What can other countries learn from Australia’s 25 years of uninterrupted growth?
If the Olympics handed out medals for economic performance, Australia’s surely would be golden after 25 straight years of growth. What lessons might the land Down Under and the rest of the region learn from this record winning streak?
The record was officially confirmed on September 7, with the release of June quarter gross domestic product (GDP) data showing a quarterly gain of 0.5 percent and an annualized rise of 3.3 percent for the world’s 12th largest economy.

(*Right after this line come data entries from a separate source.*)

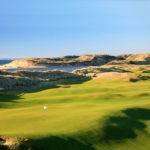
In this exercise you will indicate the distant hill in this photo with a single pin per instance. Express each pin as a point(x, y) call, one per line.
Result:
point(83, 60)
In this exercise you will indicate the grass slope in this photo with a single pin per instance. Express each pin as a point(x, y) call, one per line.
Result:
point(94, 115)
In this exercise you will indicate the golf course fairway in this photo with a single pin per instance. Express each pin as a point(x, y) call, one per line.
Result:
point(92, 115)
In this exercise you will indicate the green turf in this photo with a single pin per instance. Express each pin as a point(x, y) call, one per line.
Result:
point(94, 115)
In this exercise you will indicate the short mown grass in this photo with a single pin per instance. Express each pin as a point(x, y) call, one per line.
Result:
point(93, 115)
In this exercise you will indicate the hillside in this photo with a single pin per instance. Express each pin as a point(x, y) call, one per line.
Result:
point(84, 60)
point(94, 115)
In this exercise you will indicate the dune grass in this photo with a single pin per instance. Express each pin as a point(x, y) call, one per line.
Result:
point(94, 115)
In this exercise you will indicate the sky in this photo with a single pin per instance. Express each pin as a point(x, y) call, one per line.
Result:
point(48, 28)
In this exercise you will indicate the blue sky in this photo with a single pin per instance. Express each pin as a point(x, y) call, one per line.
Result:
point(47, 28)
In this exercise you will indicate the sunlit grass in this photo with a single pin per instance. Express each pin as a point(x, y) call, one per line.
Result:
point(78, 111)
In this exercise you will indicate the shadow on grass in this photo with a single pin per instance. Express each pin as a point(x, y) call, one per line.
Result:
point(6, 97)
point(120, 128)
point(116, 129)
point(55, 143)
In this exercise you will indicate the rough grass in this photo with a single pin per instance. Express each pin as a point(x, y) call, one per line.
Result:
point(94, 115)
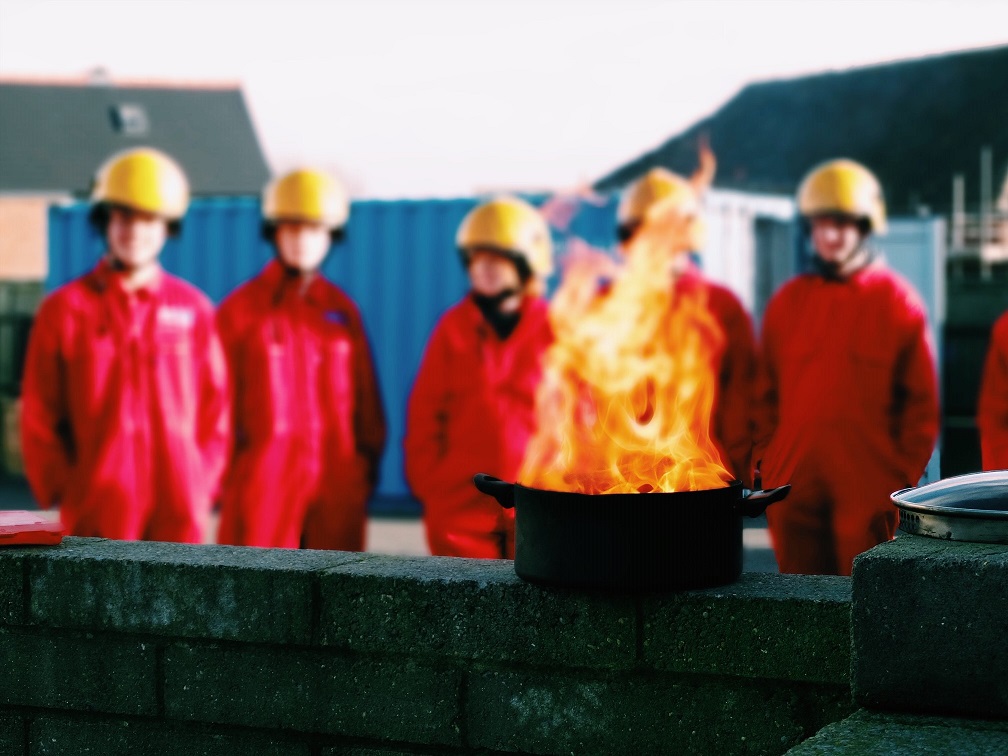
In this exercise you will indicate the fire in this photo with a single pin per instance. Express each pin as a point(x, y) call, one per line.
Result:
point(629, 384)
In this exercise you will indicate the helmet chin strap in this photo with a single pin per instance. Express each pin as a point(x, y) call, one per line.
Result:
point(840, 270)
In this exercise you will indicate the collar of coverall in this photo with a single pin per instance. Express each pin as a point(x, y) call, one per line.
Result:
point(860, 259)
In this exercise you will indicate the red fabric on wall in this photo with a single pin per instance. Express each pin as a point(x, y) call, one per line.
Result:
point(125, 417)
point(309, 426)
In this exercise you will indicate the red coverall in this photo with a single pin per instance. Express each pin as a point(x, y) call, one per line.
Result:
point(473, 410)
point(847, 412)
point(125, 416)
point(309, 426)
point(992, 405)
point(731, 419)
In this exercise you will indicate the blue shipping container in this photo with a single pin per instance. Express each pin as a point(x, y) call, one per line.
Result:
point(398, 263)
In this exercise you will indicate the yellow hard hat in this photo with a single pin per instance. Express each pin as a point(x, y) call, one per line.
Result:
point(511, 226)
point(143, 178)
point(659, 191)
point(846, 187)
point(306, 195)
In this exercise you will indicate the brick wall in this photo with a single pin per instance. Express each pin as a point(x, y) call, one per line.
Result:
point(110, 647)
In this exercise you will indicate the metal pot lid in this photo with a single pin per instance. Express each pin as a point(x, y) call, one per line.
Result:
point(973, 496)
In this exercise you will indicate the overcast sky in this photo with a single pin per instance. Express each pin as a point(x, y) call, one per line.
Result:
point(434, 98)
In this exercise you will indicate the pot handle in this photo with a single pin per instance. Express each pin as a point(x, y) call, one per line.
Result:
point(756, 502)
point(503, 492)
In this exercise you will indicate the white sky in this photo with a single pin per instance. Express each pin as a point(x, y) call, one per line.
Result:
point(434, 98)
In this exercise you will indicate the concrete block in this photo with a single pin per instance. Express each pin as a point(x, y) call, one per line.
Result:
point(55, 736)
point(77, 672)
point(397, 700)
point(928, 621)
point(12, 741)
point(12, 586)
point(868, 734)
point(766, 626)
point(472, 609)
point(223, 593)
point(641, 714)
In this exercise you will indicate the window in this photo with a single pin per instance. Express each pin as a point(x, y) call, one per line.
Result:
point(130, 120)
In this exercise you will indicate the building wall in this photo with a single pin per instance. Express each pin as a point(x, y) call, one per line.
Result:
point(156, 648)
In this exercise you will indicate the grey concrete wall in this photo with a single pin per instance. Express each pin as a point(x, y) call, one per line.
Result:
point(112, 647)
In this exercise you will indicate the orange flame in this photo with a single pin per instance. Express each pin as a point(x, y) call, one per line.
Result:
point(628, 386)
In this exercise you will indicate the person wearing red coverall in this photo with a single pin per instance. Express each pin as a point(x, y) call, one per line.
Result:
point(657, 192)
point(125, 422)
point(472, 408)
point(308, 421)
point(848, 395)
point(992, 404)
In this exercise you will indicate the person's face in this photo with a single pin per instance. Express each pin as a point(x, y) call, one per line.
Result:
point(302, 245)
point(135, 238)
point(491, 273)
point(835, 238)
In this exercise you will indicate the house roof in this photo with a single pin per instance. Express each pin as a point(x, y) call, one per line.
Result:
point(915, 123)
point(54, 135)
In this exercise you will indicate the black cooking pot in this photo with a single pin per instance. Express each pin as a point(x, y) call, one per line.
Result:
point(629, 542)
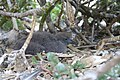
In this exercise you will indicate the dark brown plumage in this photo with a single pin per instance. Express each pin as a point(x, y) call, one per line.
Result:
point(44, 41)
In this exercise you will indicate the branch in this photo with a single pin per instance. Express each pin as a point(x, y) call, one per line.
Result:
point(24, 14)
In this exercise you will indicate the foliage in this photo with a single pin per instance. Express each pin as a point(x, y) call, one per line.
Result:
point(112, 74)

As the Washington Post noted, “The last time Australia had a recession, the Clintons had never run for president, Donald Trump had never had a business go bankrupt, and the Soviet Union was still a country.”

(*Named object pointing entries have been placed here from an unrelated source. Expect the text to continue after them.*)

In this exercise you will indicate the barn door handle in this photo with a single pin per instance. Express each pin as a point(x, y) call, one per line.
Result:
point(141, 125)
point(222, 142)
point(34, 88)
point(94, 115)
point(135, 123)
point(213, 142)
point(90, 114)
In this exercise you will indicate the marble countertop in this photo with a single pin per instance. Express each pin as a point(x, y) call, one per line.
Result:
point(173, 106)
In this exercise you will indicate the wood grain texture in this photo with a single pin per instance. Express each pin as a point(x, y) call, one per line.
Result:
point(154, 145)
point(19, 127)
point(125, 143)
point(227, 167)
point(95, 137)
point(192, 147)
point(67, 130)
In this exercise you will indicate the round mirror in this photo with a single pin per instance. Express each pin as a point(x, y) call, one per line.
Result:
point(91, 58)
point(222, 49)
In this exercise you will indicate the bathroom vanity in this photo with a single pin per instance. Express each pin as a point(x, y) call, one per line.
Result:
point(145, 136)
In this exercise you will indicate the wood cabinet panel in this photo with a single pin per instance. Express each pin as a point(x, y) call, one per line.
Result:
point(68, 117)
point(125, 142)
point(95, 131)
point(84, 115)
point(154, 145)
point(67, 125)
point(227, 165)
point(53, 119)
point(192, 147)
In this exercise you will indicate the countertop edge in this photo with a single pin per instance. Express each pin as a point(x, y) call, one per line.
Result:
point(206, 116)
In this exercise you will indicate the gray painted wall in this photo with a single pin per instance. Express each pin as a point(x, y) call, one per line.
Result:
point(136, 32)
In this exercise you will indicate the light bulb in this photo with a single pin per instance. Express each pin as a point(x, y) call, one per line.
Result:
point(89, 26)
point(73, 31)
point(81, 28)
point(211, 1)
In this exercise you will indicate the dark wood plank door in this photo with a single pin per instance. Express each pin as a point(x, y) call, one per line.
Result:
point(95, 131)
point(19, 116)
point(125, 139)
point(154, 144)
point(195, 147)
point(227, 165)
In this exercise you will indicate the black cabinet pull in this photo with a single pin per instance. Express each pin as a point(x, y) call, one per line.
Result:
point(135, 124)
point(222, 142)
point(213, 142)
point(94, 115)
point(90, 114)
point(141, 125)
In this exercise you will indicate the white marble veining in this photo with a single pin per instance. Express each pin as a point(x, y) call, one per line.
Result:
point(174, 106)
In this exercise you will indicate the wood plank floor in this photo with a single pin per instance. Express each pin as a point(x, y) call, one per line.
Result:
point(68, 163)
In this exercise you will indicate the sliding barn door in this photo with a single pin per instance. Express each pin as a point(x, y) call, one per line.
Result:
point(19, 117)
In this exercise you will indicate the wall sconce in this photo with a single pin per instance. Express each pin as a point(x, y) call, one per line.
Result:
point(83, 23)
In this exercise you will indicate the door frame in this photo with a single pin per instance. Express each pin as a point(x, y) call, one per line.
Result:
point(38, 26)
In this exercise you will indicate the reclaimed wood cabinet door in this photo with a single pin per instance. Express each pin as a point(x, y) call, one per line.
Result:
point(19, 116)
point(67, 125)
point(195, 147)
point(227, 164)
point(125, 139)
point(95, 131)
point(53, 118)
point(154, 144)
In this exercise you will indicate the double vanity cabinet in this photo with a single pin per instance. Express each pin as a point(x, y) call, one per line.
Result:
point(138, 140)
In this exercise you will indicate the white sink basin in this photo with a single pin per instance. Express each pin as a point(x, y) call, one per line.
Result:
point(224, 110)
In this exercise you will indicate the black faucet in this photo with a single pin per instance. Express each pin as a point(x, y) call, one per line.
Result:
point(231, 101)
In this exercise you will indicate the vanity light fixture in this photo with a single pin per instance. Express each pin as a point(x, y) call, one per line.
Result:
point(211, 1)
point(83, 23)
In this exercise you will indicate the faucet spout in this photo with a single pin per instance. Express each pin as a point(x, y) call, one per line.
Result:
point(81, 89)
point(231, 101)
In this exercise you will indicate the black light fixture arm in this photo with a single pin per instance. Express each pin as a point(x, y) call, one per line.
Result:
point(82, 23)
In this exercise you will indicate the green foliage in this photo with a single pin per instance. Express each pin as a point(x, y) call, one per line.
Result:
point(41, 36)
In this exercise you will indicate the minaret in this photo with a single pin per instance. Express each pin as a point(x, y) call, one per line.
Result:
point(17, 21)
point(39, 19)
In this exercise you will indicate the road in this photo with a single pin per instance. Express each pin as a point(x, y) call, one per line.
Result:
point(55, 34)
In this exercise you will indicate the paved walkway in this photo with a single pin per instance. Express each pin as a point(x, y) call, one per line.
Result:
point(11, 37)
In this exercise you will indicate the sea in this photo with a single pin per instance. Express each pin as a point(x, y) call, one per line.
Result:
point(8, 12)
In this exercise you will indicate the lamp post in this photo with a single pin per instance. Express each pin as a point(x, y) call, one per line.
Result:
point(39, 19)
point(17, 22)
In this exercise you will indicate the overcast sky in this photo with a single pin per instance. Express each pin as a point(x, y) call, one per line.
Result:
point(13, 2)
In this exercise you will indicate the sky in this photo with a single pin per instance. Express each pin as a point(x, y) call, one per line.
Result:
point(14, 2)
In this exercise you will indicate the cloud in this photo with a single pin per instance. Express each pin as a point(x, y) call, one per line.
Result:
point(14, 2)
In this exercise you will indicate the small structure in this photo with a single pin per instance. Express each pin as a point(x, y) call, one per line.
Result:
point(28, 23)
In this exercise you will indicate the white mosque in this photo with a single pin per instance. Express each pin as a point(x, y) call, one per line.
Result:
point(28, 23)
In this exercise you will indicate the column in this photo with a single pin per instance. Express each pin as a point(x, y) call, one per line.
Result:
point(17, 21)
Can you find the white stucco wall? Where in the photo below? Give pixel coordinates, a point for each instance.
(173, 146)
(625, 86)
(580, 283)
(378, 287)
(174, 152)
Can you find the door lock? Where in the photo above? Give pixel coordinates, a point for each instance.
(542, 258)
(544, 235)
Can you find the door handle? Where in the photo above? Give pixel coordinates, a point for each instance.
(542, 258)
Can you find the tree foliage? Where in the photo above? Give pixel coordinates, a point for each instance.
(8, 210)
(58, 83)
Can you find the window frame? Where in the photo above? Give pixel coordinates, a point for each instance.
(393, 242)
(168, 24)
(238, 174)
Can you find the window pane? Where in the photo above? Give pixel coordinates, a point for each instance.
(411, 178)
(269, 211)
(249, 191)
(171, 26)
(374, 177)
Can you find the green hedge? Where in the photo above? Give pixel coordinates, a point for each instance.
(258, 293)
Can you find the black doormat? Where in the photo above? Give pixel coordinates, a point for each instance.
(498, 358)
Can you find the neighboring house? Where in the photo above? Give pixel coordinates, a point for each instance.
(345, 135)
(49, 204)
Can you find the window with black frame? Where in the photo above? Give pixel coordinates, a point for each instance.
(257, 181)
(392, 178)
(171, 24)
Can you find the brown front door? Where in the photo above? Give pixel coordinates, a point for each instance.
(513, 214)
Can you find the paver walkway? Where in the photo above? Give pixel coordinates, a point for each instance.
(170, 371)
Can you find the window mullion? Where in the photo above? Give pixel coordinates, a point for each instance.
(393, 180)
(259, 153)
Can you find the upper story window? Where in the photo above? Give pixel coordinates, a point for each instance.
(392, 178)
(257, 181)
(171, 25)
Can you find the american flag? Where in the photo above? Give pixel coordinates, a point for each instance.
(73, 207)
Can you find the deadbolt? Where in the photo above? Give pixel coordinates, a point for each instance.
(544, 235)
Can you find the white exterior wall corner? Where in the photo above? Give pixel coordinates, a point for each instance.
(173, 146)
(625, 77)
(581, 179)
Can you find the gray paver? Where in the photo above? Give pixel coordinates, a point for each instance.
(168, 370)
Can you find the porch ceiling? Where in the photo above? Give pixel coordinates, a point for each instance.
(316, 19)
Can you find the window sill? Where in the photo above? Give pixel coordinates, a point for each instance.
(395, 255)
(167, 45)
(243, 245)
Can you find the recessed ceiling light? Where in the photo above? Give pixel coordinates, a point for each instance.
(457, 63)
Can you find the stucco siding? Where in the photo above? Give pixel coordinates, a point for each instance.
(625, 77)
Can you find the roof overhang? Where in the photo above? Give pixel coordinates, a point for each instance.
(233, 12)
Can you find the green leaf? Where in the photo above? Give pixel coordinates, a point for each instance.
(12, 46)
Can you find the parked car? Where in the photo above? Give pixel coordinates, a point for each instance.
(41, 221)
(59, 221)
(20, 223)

Although the Netherlands still holds the official record winning streak, having avoided recession from 1981 to 2008, the U.S. daily pointed out that Australia is now running the Dutch very close.

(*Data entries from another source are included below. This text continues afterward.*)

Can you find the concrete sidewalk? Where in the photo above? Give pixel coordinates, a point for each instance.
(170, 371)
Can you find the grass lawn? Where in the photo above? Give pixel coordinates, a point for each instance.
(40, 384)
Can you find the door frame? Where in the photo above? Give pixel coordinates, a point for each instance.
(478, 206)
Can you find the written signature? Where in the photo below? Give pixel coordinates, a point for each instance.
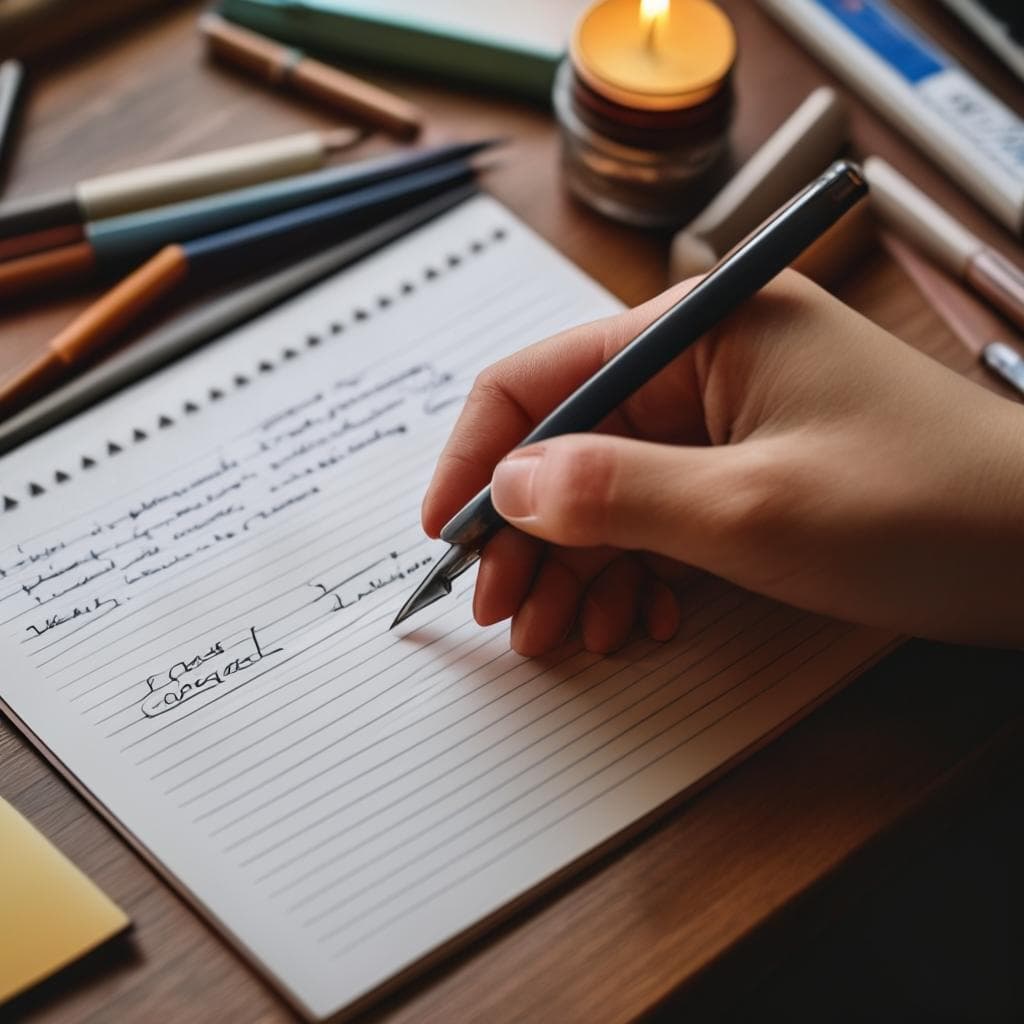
(192, 677)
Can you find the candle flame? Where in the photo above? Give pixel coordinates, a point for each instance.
(653, 10)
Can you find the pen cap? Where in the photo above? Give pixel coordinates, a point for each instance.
(800, 148)
(903, 206)
(201, 175)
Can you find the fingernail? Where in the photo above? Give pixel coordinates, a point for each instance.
(512, 484)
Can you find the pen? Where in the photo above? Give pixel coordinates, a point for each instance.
(291, 69)
(192, 330)
(11, 81)
(739, 275)
(920, 218)
(124, 192)
(236, 250)
(116, 244)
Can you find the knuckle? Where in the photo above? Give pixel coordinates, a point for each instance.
(584, 493)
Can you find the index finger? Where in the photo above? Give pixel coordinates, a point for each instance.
(511, 396)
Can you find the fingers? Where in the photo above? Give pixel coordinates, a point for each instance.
(507, 568)
(587, 491)
(511, 396)
(606, 605)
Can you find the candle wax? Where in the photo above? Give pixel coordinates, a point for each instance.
(679, 60)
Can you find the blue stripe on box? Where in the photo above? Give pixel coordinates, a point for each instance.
(889, 36)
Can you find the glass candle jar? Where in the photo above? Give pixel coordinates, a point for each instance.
(645, 110)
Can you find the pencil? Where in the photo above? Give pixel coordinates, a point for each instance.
(124, 192)
(11, 81)
(117, 244)
(193, 330)
(291, 69)
(238, 249)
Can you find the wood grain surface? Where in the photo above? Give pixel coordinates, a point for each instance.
(693, 911)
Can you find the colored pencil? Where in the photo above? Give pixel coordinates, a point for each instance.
(124, 192)
(193, 330)
(237, 250)
(117, 244)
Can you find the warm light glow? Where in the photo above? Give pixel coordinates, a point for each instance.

Australian Treasurer Scott Morrison said the nation’s economy “is growing faster than every G7 economy, well over twice as fast as the United States and Canada and well above the OECD average.”
The treasurer pointed to improved household consumption, public and dwelling investment spending, “more than offsetting the continued and expected decline in resources investment” following the end of the nation’s China-driven mining boom.
However, he also noted the nation’s terms of trade – the ratio of export prices compared to imports – were 34 percent below their peak, remaining at 10-year lows, along with sluggish wages and nominal GDP growth.
“It is simply not enough to presume our exceptional run of growth will continue or that another unprecedented boost in commodity prices will alleviate our budgetary constraints,” Morrison warned.